Lack of Muslim jail chaplains helps radicalisation: imam

The lack of Muslim chaplains in French jails is a factor in the increase in the number of people being radicalised while serving time, a Muslim chaplain said Monday.

The comment came after France’s Interior Minister Manuel Valls predicted more arrests of Islamic extremists and warned of possibly hundreds of home-grown militants.

“In a large number of prisons, there is no Muslim chaplain,” said Abdelhak Eddouk, a chaplain at Fleury-Merogis detention centre in the Paris region.

“Where there is one, radicalism does not take on the same dimensions. Even if the chaplain does not prevent the actions of radical detainees, his presence can lessen their influence,” he said.

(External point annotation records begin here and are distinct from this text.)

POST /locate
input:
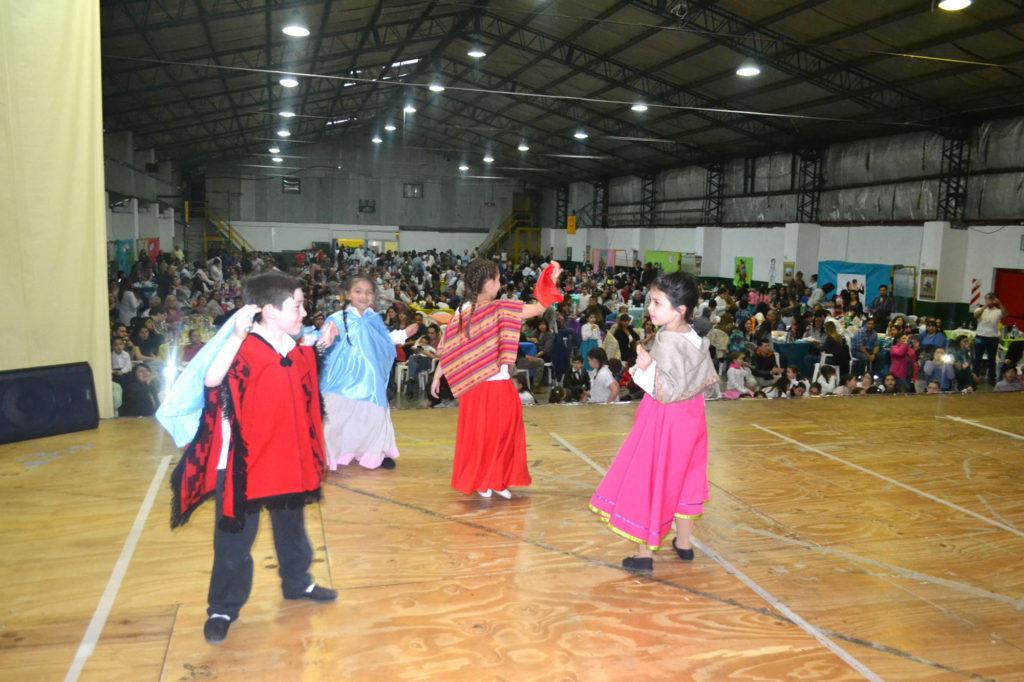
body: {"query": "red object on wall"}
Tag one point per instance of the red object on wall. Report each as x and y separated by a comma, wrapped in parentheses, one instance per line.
(1010, 290)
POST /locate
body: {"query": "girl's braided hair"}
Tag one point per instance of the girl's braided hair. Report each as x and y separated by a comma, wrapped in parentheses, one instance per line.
(478, 272)
(347, 287)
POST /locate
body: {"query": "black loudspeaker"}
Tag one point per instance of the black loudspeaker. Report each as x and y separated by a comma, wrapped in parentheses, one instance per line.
(47, 400)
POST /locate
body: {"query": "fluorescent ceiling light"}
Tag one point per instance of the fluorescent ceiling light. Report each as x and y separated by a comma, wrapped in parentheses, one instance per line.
(748, 69)
(295, 27)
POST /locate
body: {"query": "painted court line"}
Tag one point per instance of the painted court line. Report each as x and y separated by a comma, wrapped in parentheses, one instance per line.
(120, 568)
(576, 452)
(982, 426)
(764, 594)
(931, 497)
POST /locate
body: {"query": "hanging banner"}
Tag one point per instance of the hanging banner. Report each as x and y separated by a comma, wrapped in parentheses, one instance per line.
(743, 267)
(126, 255)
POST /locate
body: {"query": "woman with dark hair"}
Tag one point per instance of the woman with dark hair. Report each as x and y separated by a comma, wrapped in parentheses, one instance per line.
(659, 474)
(476, 355)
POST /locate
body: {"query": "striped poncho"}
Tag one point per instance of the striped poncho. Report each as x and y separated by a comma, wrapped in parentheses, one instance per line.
(493, 341)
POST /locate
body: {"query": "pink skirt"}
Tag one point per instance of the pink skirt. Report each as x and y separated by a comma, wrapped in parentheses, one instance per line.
(491, 441)
(660, 472)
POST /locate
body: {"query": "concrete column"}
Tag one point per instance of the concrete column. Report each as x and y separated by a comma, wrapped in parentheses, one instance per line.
(803, 242)
(134, 220)
(709, 246)
(944, 249)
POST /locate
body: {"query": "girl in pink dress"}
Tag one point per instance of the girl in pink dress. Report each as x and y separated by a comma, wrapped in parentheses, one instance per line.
(660, 472)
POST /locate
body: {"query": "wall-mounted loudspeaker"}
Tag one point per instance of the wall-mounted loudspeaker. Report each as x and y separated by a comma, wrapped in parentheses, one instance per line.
(47, 400)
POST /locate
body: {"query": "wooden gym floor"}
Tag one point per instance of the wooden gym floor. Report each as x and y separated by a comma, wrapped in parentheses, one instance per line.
(864, 538)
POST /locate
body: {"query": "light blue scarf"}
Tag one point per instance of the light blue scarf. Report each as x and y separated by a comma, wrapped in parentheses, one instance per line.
(181, 409)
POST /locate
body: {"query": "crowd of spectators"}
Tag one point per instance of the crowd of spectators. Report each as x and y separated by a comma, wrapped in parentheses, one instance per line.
(580, 350)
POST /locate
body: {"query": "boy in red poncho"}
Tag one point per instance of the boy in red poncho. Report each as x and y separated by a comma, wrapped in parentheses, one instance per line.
(259, 444)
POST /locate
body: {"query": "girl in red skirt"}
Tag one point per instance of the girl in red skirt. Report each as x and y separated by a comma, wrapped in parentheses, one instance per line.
(479, 347)
(660, 472)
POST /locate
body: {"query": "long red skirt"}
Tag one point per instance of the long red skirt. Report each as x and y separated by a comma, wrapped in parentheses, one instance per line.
(491, 441)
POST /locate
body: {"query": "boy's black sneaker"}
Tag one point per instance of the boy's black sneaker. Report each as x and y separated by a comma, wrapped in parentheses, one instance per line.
(318, 594)
(215, 629)
(639, 564)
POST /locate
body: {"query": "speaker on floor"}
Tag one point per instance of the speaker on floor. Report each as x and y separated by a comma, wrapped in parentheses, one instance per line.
(47, 400)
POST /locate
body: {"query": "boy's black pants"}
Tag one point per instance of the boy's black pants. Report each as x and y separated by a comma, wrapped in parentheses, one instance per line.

He said there were around 160 chaplains in the country but around three times that number was needed, adding that the 13 new ones budgeted for next year was far from sufficient.

Interior Minister Valls said at the weekend that France’s prisons needed “trained imams” and not “self-proclaimed imams”.

Eddouk said that the self-styled imams in prisons had no proper religious training but had picked up whatever knowledge they had through the Internet, books or talks with other individuals in jail.

“They see it as normal to proclaim themselves imams,” he said, noting that a properly trained imam had at least four years of studies.

A nationwide police sweep at the weekend left one man dead and 12 others in detention on suspicion of either being involved in the bombing of a Jewish grocery last month or of planning other anti-Semitic attacks.

The dead man, whose DNA were found on the grenade that hit the store, is believed to have converted and been radicalised during a prison term for drug dealing.